Economies of scale, rapid innovation and standard security tooling — all available within the cloud — can improve security for most companies. However, for many organizations, cloud technology is unfamiliar, and roles and responsibilities are not clearly defined by the cloud service provider (CSP) or understood by the cloud user.
In recent years, news headlines regarding cloud-based data breaches would suggest that storing data in the cloud is inherently insecure, but these headlines do not always convey the entire story. More often than not, cloud-based breaches are not the fault of the CSP. Instead, they are the result of user error or inexperience. Users are not always aware of their security responsibilities when it comes to cloud deployments, and it’s possible to make honest mistakes when it comes to a new technology that is sometimes marketed as an autopilot solution in itself.
Speaking of autopilot, let’s look at the increased adoption of driver-assisted technology in everyday vehicles. There have been legitimate concerns and subsequent studies conducted regarding the safety of these features when it comes to driver vigilance. While there are many benefits to these technologies, such as adhering to speed limits and driver comfort, one particular study found there was a decline in driver attention — essentially, a false sense of security set in, resulting in accidents and loss of life. Is this the fault of the manufacturer, or is it the responsibility of the driver to fully understand the limitations and caveats surrounding its use?
When it comes to cloud security, users certainly have an obligation to understand their respective roles and responsibilities. The reality is, cloud users cannot assume that the security aspect of their workloads and data is set on autopilot when they are pushed to the cloud. These responsibilities simply cannot be outsourced to a cloud provider.
Case in point, many cloud breaches on AWS are attributed to user misconfigurations that allow open S3 buckets where no access controls are applied. In fact, ISC2’s recent report noted that user misconfigurations were the main threat to cloud security, no matter which cloud platform was utilized.
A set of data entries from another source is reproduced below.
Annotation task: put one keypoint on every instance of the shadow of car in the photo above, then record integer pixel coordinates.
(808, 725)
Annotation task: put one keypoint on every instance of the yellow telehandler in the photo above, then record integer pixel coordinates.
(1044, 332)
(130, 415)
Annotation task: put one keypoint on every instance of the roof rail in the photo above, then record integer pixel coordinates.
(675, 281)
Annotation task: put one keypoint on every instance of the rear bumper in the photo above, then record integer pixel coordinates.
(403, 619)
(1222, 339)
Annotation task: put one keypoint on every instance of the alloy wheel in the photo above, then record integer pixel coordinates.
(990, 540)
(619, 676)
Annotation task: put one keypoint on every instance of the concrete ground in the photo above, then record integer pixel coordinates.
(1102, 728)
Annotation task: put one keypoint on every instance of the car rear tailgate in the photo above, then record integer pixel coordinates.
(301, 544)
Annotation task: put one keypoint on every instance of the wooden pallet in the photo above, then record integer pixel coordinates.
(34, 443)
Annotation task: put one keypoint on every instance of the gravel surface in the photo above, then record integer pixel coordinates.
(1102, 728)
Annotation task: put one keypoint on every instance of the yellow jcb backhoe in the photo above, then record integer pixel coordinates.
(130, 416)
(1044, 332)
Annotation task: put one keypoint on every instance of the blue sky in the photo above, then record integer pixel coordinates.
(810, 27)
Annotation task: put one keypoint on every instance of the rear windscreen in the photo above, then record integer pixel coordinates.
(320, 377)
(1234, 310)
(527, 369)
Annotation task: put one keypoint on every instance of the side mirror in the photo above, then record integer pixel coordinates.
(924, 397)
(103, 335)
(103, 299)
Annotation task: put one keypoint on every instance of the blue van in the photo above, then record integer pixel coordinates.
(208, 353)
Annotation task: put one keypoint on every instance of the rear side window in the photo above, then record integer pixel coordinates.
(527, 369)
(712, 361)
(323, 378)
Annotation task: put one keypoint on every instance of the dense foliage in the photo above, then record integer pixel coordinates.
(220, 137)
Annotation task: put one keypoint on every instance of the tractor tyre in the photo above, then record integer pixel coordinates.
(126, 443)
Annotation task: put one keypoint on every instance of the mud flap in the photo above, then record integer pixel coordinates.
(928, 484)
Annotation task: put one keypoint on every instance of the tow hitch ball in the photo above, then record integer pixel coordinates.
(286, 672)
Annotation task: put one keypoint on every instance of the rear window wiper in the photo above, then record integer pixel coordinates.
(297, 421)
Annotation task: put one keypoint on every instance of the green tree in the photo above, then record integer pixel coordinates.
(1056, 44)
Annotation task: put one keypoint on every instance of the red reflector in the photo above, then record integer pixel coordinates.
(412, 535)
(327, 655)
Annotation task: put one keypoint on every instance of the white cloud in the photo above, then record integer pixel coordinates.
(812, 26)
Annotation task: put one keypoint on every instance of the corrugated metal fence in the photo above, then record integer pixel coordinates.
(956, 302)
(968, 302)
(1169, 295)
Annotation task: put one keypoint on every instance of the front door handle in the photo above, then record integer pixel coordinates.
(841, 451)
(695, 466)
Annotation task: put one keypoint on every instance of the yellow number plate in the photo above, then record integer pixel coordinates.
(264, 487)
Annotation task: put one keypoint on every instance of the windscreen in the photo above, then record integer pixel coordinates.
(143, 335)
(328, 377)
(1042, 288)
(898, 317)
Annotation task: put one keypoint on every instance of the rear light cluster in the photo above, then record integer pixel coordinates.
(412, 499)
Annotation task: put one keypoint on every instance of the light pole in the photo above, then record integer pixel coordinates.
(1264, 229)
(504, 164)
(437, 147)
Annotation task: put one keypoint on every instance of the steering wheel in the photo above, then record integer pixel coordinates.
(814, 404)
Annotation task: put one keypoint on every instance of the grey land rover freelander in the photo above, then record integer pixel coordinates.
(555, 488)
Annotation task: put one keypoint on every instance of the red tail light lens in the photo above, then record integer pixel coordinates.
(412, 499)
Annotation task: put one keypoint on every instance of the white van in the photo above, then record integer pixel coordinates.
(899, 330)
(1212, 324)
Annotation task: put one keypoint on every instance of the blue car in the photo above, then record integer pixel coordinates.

On the other hand, a certain level of responsibility does fall on CSPs to clearly communicate to their customers who does what when it comes to securing their cloud-based solutions. The concept of shared security sounds like an easy way for organizations to understand their responsibility when it comes to cloud security. However, understanding the distinction between user responsibility and what is covered by the CSP is still a gray area for many users. Add to that the fact that shared security responsibilities differ based on the type of cloud you are using (IaaS, PaaS, SaaS, etc.), and it’s no wonder so many cloud security incidents can be attributed to user misjudgment. Indeed, it is in the cloud provider’s best interest to help its customers better understand the platform’s security offerings and what the customer is accountable for.
Thankfully, CSPs are all too aware of this shortcoming, and we are already beginning to see solutions such as the adoption of security guardrails to help reduce user error. As cloud technology becomes even more widely adopted, knowledge and understanding of security roles and responsibilities on the part of cloud providers and cloud users will undoubtedly continue to increase. In the meantime, it is essential for cloud providers to be very clear about what security functions they provide and for cloud users to “read the user’s manual” before deploying workloads and data to the cloud rather than relying on cruise control.